Le 2 octobre, les autorités arméniennes ont signalé que les forces azerbaïdjanaises avaient frappé la route reliant l’Arménie au Haut-Karabakh avec un missile LORA de fabrication israélienne.

Dimanche, les forces arméniennes ont bombardé Ganja, la deuxième plus grande ville d’Azerbaïdjan après Bakou, disant que le risque de pertes civiles ne les dissuaderait pas.

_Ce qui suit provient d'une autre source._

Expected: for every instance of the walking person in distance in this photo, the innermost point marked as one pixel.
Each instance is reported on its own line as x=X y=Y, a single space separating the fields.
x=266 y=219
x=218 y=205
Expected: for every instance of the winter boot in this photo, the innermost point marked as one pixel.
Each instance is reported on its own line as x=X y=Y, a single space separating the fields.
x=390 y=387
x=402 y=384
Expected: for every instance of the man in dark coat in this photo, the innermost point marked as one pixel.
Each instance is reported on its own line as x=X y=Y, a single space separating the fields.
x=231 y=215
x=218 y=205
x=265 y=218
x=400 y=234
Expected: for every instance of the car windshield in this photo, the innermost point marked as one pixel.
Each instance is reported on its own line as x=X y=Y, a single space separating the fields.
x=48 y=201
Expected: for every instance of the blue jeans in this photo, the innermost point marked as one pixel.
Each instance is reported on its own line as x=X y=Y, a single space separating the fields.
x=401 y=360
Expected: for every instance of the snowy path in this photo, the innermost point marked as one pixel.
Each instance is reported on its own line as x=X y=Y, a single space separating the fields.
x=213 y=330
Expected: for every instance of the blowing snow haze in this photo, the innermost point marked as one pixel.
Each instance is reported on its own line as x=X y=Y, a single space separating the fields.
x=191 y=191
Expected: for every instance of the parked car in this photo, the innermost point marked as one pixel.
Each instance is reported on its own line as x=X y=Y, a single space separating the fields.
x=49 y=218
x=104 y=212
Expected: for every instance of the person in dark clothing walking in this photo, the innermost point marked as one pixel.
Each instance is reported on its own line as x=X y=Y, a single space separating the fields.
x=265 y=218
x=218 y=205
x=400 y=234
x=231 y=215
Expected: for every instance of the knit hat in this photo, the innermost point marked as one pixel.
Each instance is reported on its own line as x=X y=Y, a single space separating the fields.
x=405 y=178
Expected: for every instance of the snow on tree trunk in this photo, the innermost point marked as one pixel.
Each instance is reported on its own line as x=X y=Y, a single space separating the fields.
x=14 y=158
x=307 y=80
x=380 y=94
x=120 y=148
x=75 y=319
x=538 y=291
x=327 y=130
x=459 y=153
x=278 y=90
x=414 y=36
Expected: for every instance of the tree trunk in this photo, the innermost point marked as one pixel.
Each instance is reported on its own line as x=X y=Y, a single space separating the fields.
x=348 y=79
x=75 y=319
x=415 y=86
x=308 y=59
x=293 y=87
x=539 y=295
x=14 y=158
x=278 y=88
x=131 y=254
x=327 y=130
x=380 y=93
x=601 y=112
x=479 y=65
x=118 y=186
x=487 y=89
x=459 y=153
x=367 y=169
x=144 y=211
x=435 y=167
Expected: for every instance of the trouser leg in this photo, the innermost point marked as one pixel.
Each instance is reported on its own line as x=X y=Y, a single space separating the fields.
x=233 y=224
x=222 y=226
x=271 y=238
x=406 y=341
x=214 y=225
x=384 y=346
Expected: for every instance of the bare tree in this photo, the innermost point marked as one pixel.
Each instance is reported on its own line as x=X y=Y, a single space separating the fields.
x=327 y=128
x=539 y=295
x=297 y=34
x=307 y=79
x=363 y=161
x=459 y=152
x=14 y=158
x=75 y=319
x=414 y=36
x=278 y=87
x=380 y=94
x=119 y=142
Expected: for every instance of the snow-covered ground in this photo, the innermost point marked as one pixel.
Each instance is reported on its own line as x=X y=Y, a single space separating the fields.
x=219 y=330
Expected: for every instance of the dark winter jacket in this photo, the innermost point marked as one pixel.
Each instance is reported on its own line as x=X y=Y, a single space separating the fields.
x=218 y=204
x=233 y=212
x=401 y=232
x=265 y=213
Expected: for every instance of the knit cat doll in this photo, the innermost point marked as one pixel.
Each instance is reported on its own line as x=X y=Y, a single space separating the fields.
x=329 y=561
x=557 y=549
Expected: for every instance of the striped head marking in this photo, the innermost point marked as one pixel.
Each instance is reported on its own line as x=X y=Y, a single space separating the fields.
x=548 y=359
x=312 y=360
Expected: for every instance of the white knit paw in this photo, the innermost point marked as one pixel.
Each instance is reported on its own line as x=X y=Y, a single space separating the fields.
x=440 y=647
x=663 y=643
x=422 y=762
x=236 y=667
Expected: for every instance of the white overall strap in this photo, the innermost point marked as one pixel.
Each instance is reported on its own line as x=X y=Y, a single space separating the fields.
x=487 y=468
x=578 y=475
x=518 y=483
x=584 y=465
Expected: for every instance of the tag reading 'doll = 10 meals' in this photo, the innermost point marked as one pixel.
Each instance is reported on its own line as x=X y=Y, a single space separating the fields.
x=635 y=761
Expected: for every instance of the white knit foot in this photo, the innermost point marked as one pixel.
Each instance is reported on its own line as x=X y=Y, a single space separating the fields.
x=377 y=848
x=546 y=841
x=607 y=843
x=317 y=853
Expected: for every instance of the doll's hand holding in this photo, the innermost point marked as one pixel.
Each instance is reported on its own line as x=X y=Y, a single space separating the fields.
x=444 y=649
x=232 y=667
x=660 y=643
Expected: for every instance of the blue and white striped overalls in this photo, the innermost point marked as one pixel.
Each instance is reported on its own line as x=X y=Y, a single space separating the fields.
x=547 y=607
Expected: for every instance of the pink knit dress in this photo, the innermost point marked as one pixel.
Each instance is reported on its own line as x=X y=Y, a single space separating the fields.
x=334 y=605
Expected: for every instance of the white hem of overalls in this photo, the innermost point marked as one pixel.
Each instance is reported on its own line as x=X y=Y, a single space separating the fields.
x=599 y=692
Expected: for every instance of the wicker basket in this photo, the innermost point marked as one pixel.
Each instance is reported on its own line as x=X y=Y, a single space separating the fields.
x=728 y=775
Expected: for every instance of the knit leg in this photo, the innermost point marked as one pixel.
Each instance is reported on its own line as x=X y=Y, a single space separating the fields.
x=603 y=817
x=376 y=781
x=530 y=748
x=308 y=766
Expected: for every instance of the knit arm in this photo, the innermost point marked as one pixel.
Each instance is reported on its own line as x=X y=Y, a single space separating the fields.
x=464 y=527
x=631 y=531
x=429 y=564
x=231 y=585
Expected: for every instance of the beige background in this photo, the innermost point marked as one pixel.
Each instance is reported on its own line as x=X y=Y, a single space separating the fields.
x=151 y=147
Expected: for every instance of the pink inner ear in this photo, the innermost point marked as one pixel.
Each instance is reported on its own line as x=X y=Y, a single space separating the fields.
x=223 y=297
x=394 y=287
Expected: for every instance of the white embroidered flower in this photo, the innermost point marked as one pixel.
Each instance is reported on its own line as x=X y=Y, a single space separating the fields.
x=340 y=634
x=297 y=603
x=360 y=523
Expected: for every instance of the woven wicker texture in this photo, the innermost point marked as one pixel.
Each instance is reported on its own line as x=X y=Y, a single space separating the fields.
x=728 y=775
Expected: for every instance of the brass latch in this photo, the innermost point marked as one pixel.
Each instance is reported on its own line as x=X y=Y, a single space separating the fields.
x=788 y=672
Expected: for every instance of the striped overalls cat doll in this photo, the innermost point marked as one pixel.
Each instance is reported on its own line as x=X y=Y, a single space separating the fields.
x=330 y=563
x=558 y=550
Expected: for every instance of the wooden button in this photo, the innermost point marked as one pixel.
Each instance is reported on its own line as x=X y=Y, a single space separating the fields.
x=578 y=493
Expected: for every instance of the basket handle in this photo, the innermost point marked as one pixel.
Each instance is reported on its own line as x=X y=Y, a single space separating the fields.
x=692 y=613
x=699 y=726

Le ministère de la Défense azerbaïdjanais a rapporté qu’à Ganja, «à la suite des tirs ennemis, des civils, des infrastructures civiles, et d’anciens bâtiments historiques ont été endommagés».

Arayik Harutyunyan, le leader de l’Artsakh, le nom arménien du Haut-Karabakh, a déclaré qu’il répondrait aux frappes sur sa capitale, Stepanakert, en bombardant les villes azéries. «L’armée terroriste azérie vise les civils à Stepanakert, en utilisant les systèmes d’armes Polonez et Smerch. Désormais, les cibles militaires des grandes villes azéries sont la cible de l’armée de défense de l’Artsakh. Nous appelons la population azérie à quitter ces villes pour éviter des pertes inévitables», a-t-il déclaré:

Le bilan des pertes civiles et militaires augmente rapidement. Les responsables ont fait état de 21 morts civiles en Azerbaïdjan et de 13 en Arménie ce week-end, la situation militaire sur le terrain restant floue. Les forces arméniennes du Haut-Karabakh ont rapporté que 51 militaires avaient été tués samedi, tandis que les forces azéries refusaient de déclarer leurs pertes militaires.

Dans un discours télévisé samedi, le Premier ministre arménien Nikol Pashinyan a déclaré «À ce jour, nous avons déjà des pertes humaines importantes, tant militaires que civiles. De grandes quantités de matériel militaire ne sont plus utilisables. Mais l’adversaire n’a encore pu résoudre aucun de ses problèmes stratégiques».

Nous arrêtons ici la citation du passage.